Bitcoin’s price volatility can be a rollercoaster ride for investors. The recent surge in Bitcoin futures open interest to an all-time high of $36 billion has intensified this volatility. The Chicago Mercantile Exchange (CME) alone achieved an $11.9 billion open interest, surpassing the inflow of United States spot Bitcoin exchange-traded funds (ETFs).
Following the launch of spot ETFs in the U.S., Bitcoin’s volatility has actually increased rather than decreased. The 30-day volatility for Bitcoin surged above 80%, the highest level in over 15 months. This level of volatility surpasses even traditional volatile assets like stocks and oil futures.
The recent price movements in Bitcoin have seen a 10% correction followed by a 12% gain within days, resulting in significant forced liquidations in BTC futures contracts. While this may not directly impact holders, it certainly influences the trajectory of the bull run and the broader market’s perception of Bitcoin’s risk.

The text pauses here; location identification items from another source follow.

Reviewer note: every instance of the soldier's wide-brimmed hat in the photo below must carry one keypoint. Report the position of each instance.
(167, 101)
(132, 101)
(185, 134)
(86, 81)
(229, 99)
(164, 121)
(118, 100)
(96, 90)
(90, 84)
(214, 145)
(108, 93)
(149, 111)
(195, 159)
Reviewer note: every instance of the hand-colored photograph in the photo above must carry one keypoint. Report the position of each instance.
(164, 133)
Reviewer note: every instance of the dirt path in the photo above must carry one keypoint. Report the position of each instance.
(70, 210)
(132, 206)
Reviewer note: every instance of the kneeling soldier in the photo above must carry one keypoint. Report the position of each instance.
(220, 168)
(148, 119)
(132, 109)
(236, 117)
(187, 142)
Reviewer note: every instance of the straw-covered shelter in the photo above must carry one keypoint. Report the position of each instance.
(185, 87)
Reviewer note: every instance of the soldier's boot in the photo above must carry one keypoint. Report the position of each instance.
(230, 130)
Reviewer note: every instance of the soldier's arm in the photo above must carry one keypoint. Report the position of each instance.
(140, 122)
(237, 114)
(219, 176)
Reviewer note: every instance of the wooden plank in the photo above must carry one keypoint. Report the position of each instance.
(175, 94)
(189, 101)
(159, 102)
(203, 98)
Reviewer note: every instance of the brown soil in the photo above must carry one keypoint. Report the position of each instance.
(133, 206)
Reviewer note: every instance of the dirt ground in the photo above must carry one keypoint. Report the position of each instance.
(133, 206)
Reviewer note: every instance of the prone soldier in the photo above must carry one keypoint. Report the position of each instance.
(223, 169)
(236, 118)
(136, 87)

The Bitcoin futures market allows for leveraged bullish and bearish bets, which can impact the spot price of Bitcoin. Analysts have attributed the increased volatility to excessive leverage or even “manipulation” by market makers. However, the futures premium has remained above 16%, indicating a bullish market sentiment.
Investors should be cautious when trading Bitcoin futures and conduct their own research before making any investment decisions. The $36 billion open interest in Bitcoin futures suggests that the market is poised for more volatility in the near future.